4 Ways to Get Startup Capital For Your New Business
1. Crowdfunding Campaigns
Businesses that rely heavily on selling an innovative, fun, or technologically advanced product might want to consider starting a crowdfunding campaign. Crowdfunding allows inventors, artists, and business owners to receive the capital required to create their product.
Crowd funders set up a campaign page, explain their product or idea, and then set a monetary goal that needs to be reached. The person in charge of the campaign sets different amounts that people can contribute. Each different amount has a different level of award granted. On top of that, exceeding the stretch goal usually grants additional features.

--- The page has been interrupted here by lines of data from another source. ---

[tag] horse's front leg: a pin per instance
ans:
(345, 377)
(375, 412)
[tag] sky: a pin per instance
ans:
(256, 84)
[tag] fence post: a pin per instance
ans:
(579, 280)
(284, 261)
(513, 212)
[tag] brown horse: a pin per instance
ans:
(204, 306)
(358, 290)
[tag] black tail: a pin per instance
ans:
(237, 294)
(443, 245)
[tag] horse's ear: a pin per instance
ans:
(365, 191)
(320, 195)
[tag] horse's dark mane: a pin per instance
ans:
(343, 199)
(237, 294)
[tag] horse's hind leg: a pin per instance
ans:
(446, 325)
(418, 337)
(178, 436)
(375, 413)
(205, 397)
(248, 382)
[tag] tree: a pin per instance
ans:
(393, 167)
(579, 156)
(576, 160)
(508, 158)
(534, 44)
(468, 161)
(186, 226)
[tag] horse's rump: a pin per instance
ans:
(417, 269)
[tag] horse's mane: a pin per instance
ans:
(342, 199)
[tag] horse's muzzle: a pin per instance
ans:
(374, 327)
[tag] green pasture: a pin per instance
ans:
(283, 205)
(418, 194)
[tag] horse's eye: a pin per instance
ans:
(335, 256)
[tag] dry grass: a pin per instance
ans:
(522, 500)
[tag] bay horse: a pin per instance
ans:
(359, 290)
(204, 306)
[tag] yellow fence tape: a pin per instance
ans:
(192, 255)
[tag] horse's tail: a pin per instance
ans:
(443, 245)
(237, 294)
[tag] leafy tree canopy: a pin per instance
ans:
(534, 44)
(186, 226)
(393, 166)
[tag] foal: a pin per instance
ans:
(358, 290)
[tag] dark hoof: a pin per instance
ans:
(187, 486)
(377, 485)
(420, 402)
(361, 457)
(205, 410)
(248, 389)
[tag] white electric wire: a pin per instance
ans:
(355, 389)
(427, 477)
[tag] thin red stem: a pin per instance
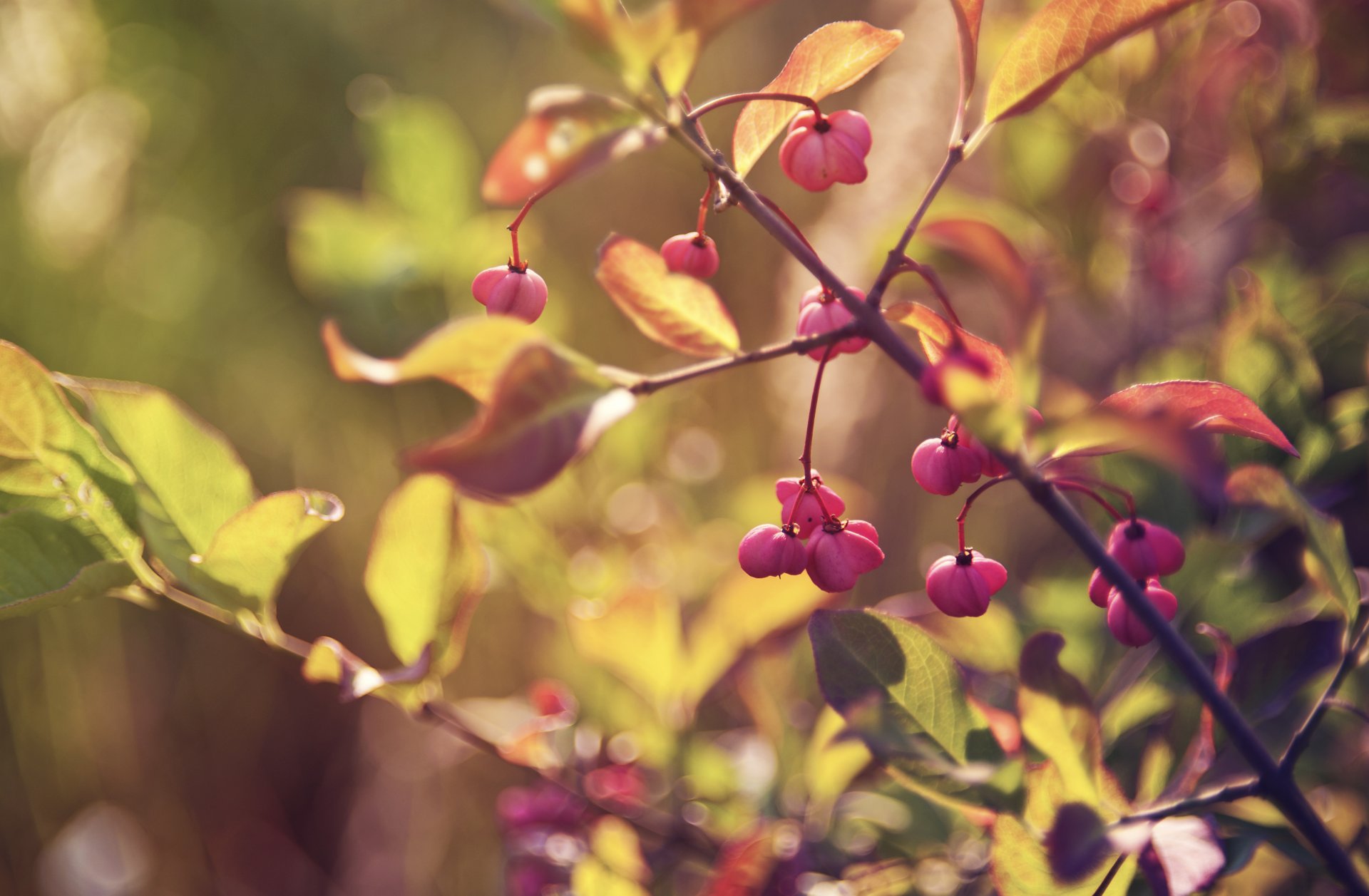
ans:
(1065, 485)
(970, 501)
(702, 204)
(747, 98)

Small business administration (SBA) loans are pretty self-explanatory. A bank loans you the capital to start your business. In order to acquire that loan, the potential business owner will need to put a lien on their house or some other possession of high monetary value.
A lien means that the creditor can take possession of the house or possession if the business owner fails to pay back the loan. The only marginally good news is that unlike student loans, individuals can declare bankruptcy to remove the SBA debt. Unfortunately even with the removal of the SBA loans, it can take around 10 years to financially recover.
If you go down the SBA loan path, watch your finances carefully. Failure hits hard.
3. Equity Investors
Not sure what an equity investment is? Think ABC’s hit television show Shark Tank. When business owners accept equity investment, they receive a certain amount to finance their business from the investment. In return for the financial contribution, the investor now owns a portion of the stock in the company. When the company goes public or sells, they will receive their share of the profits.
You need to be careful when you accept equity investments that you don’t sell too much of your company. You can track how much of your company a potential equity investment is worth with this equity investment calculator.
4. Sell Your Idea
Whatever type of funding you pursue, you will need to carefully come up with a business pitch. If you want a good idea of what not to do, take a look at Kanye West trying to convince people to invest in his ideas on February 14th and 15th of 2016 on Twitter.
Let us count the ways that Kanye West went wrong here.
One: No hash tags. The people he wanted to see those messages never even went to them.
Two: Increasingly desperate tweets are a tad too informal when asking for thousands of dollars. Requesting a meeting in person or over the phone would be a far more professional method.
Three: Yes, you don’t have the money, but don’t focus on that. Potential crowd funders, investors, and banks already know that.
Four: Make the business idea as concrete as possible. A vague declaration of a desire for start-up capital is not enough. Banks, individuals, and investors need to know exactly what your brilliant idea is and what you will do to ensure it succeeds.
Five: A Me, Me, Me attitude won’t get you anywhere. While it would be nice to use other people’s money, unless you’re opening a charity, most people just won’t hand over their money to you with no strings attached. Be sure to make it clear what they have to gain.
Startup capital is necessary to start any business. Thankfully entrepreneurs have many options. As you pursue start-up capital just ensure that you don’t follow the Kanye West philosophy. With proper planning, a tight rein on your finances, and a little luck, you will one day have a successful business.